---
name: subagent-testing
description: 'Test skills via RED/GREEN/REFACTOR TDD with fresh subagents. Use when: validating skill behavior, preventing priming bias.'
version: 1.9.0
alwaysApply: false
category: testing
tags:
- testing
- validation
- TDD
- subagents
- fresh-instances
token_budget: 30
progressive_loading: true
modules:
- modules/testing-patterns.md
model_hint: standard
---
# Subagent Testing - TDD for Skills

Test skills with fresh subagent instances to prevent priming bias and validate effectiveness.

## Table of Contents

1. [Overview](#overview)
2. [Why Fresh Instances Matter](#why-fresh-instances-matter)
3. [Testing Methodology](#testing-methodology)
4. [Quick Start](#quick-start)
5. [Detailed Testing Guide](#detailed-testing-guide)
6. [Success Criteria](#success-criteria)

## Overview

**Fresh instances prevent priming:** Each test uses a new Claude conversation to verify
the skill's impact is measured, not conversation history effects.

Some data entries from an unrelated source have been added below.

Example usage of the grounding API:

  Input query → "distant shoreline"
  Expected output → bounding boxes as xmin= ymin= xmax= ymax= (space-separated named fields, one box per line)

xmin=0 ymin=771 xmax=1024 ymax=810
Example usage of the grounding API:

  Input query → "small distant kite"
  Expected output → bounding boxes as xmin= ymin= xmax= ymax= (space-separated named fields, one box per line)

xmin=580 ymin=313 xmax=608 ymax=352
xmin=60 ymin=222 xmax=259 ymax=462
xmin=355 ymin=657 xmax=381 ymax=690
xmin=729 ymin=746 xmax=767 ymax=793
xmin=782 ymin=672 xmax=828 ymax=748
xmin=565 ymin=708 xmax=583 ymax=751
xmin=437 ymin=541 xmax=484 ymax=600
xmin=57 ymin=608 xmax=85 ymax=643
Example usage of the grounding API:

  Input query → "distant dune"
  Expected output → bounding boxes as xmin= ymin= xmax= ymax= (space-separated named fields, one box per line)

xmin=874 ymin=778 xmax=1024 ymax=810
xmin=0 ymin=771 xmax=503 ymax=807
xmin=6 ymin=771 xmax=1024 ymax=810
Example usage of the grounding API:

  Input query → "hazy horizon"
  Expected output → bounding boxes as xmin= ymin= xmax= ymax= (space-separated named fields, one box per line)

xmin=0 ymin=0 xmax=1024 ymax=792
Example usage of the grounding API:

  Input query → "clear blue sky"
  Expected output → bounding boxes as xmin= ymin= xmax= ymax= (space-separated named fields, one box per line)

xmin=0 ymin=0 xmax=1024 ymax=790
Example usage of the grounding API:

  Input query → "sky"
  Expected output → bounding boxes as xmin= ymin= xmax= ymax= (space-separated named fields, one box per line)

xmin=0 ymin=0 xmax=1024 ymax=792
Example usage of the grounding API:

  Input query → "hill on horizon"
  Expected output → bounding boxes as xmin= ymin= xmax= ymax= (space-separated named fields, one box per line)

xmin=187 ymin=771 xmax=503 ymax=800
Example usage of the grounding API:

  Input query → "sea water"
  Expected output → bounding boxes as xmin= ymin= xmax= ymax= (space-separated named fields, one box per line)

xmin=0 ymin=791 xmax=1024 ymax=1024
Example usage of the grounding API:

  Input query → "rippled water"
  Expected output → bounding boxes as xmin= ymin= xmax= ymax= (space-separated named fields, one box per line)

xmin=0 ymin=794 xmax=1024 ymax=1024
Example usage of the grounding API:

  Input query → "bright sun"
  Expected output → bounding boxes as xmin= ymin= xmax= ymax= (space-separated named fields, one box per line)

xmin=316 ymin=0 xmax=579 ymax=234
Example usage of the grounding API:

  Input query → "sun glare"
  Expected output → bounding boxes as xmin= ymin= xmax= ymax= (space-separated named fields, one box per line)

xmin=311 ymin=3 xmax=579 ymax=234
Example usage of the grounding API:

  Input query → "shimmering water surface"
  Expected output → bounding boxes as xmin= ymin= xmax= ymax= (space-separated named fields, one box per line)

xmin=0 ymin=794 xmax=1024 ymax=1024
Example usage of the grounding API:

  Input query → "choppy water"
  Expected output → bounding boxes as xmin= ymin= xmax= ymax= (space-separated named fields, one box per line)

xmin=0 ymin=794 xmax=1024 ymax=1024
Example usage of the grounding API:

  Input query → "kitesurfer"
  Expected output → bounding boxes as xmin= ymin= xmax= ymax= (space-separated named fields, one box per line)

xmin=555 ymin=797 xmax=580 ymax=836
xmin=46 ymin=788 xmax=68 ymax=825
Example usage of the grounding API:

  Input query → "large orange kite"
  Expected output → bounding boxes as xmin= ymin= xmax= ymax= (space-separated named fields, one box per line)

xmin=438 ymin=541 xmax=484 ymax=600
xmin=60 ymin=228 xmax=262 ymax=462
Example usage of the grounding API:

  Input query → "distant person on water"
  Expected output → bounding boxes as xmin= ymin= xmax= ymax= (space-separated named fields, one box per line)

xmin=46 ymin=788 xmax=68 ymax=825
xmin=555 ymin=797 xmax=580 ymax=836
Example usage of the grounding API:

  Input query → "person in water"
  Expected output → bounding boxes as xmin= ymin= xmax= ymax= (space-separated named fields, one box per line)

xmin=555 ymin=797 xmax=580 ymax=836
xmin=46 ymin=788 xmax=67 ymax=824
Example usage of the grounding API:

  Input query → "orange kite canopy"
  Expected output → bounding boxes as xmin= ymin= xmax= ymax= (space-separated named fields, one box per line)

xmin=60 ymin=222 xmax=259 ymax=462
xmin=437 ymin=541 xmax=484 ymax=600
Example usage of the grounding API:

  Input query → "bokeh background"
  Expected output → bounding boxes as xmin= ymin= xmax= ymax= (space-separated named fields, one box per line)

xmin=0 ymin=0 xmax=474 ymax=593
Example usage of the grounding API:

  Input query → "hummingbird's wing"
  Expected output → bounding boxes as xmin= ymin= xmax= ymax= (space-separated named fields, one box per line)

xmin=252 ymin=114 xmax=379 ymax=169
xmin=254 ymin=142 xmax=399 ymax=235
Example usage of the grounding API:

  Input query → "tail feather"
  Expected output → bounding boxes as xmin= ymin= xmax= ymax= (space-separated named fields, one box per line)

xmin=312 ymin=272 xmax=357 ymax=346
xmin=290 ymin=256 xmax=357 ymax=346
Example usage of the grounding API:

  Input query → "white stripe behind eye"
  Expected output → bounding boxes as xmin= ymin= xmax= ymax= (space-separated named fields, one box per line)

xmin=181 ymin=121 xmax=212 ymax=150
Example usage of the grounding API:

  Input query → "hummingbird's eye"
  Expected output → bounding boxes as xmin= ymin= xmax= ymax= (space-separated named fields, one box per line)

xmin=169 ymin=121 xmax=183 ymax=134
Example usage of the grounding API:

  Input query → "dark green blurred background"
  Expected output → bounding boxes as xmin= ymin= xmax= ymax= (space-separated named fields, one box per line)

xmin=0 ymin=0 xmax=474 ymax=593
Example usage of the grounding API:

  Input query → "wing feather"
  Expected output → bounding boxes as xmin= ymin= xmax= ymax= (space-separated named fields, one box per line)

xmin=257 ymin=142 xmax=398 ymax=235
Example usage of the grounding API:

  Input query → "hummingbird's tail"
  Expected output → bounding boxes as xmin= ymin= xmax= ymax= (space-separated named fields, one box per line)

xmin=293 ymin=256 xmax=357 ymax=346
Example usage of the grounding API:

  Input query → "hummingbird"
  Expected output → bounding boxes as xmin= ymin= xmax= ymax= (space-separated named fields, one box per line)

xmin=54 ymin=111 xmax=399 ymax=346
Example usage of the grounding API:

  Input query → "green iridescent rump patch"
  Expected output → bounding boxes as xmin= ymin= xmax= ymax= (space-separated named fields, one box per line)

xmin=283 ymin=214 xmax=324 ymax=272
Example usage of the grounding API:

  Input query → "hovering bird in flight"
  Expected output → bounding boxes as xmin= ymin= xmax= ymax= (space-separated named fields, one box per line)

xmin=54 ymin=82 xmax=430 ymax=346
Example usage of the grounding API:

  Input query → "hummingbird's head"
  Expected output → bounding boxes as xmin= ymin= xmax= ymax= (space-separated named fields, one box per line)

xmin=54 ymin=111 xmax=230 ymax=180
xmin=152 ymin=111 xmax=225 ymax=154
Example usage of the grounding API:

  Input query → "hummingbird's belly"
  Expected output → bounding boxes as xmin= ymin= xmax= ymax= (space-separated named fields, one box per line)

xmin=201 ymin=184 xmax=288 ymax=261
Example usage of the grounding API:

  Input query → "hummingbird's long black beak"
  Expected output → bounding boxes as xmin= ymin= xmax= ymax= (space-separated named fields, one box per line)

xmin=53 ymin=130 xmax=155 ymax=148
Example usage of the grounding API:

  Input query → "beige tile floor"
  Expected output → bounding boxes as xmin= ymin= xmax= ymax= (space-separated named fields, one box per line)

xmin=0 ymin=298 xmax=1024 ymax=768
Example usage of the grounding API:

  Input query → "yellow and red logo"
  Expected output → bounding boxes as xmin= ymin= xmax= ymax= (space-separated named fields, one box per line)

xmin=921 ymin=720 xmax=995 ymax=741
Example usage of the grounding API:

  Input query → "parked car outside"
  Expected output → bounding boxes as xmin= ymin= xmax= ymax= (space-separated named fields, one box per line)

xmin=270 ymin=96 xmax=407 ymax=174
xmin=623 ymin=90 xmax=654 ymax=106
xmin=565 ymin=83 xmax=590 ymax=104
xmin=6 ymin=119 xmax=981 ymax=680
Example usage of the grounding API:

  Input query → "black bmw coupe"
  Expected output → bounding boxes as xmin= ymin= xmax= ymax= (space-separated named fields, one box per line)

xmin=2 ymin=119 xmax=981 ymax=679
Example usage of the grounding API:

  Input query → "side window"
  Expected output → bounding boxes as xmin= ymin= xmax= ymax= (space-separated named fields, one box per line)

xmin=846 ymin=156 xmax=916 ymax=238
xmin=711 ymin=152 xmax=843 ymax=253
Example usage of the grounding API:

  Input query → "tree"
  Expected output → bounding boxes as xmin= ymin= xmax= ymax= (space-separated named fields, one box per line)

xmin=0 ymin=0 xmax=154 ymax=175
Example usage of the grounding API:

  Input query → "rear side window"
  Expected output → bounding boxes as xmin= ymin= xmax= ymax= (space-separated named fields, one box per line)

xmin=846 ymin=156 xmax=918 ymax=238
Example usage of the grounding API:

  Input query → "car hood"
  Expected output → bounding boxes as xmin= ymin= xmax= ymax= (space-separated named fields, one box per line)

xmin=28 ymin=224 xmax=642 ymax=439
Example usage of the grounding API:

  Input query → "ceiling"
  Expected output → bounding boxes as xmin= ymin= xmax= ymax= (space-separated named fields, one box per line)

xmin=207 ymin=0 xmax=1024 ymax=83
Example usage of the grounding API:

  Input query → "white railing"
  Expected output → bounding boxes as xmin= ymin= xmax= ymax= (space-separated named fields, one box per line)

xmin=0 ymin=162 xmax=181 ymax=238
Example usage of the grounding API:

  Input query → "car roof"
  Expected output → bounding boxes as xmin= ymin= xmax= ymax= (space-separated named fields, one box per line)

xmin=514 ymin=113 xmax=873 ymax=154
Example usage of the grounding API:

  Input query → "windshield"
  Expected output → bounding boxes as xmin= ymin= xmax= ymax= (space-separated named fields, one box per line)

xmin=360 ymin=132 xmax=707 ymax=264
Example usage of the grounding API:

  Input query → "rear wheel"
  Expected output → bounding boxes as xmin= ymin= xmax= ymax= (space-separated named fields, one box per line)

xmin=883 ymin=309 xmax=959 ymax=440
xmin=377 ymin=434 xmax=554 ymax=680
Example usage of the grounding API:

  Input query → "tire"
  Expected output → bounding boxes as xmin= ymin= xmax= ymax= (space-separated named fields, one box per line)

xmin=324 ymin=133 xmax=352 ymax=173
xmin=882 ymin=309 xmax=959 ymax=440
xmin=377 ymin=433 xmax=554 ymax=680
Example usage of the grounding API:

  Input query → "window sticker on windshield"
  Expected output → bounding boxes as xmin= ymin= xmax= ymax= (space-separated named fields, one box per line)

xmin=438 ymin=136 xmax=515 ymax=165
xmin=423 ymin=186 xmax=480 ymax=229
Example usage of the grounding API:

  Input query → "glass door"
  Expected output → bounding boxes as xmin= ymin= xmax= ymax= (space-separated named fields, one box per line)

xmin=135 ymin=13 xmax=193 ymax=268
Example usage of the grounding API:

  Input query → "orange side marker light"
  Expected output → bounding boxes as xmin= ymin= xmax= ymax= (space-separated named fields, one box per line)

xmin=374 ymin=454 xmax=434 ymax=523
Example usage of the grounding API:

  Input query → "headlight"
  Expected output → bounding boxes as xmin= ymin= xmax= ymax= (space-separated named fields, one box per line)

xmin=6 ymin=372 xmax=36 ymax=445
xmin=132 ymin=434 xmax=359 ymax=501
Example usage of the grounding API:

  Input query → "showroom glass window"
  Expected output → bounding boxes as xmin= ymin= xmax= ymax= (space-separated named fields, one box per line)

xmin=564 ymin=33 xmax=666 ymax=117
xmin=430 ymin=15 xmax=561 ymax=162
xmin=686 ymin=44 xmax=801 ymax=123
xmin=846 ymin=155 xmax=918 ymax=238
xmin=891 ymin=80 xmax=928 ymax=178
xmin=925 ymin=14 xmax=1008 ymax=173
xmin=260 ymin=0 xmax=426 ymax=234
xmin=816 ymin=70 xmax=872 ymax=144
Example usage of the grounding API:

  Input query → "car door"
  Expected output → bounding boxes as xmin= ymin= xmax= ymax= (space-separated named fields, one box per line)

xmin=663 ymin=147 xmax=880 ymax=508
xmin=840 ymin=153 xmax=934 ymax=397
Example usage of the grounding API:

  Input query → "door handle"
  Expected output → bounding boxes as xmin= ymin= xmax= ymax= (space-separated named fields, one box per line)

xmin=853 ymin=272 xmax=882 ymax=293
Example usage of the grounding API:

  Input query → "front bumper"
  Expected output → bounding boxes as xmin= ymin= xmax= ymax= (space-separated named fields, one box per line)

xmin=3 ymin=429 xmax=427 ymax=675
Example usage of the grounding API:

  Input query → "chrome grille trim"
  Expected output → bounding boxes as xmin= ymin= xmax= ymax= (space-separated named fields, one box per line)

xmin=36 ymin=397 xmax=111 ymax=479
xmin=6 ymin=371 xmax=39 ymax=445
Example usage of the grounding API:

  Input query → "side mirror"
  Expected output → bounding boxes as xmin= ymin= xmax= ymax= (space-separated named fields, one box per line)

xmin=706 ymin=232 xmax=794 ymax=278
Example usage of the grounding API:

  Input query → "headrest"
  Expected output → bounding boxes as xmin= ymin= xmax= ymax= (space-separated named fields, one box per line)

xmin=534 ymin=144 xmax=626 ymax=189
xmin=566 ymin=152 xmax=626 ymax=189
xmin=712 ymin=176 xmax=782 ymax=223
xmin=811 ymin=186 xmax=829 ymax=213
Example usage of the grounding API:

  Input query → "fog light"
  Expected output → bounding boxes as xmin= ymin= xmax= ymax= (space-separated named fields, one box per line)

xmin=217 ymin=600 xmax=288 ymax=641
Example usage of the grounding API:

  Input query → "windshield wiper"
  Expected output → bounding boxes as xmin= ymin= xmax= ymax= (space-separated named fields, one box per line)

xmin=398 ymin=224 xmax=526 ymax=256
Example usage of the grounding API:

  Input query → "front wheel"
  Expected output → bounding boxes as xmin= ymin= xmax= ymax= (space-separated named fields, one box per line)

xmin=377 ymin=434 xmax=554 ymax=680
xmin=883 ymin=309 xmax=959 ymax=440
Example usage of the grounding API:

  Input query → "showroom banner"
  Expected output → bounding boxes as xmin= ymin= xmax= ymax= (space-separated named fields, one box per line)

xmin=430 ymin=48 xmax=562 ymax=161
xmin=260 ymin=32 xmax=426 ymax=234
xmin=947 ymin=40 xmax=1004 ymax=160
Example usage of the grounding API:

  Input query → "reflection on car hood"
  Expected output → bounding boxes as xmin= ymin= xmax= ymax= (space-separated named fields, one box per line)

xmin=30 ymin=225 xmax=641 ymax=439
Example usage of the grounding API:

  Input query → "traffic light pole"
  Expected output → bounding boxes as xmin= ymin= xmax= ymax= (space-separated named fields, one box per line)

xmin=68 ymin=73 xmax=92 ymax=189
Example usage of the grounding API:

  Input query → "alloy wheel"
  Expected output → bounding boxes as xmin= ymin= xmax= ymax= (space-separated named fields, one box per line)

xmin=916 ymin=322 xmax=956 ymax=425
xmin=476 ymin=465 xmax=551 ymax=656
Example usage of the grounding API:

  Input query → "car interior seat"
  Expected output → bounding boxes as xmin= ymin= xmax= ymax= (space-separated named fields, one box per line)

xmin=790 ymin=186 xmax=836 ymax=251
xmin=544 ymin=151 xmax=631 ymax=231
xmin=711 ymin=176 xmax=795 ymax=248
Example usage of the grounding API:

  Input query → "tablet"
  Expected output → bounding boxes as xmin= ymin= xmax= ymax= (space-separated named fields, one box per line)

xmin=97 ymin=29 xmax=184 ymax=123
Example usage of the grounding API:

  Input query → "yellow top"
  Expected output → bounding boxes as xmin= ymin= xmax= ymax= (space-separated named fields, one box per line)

## Why Fresh Instances Matter

### The Priming Problem
Running tests in the same conversation creates bias:
- Prior context influences responses
- Skill effects get mixed with conversation history
- Can't isolate skill's true impact

### Fresh Instance Benefits
- **Isolation**: Each test starts clean
- **Reproducibility**: Consistent baseline state
- **Measurement**: Clear before/after comparison
- **Validation**: Proves skill effectiveness, not priming

## Testing Methodology

Three-phase TDD-style approach:

### Phase 1: Baseline Testing (RED)
Test without skill to establish baseline behavior.

### Phase 2: With-Skill Testing (GREEN)
Test with skill loaded to measure improvements.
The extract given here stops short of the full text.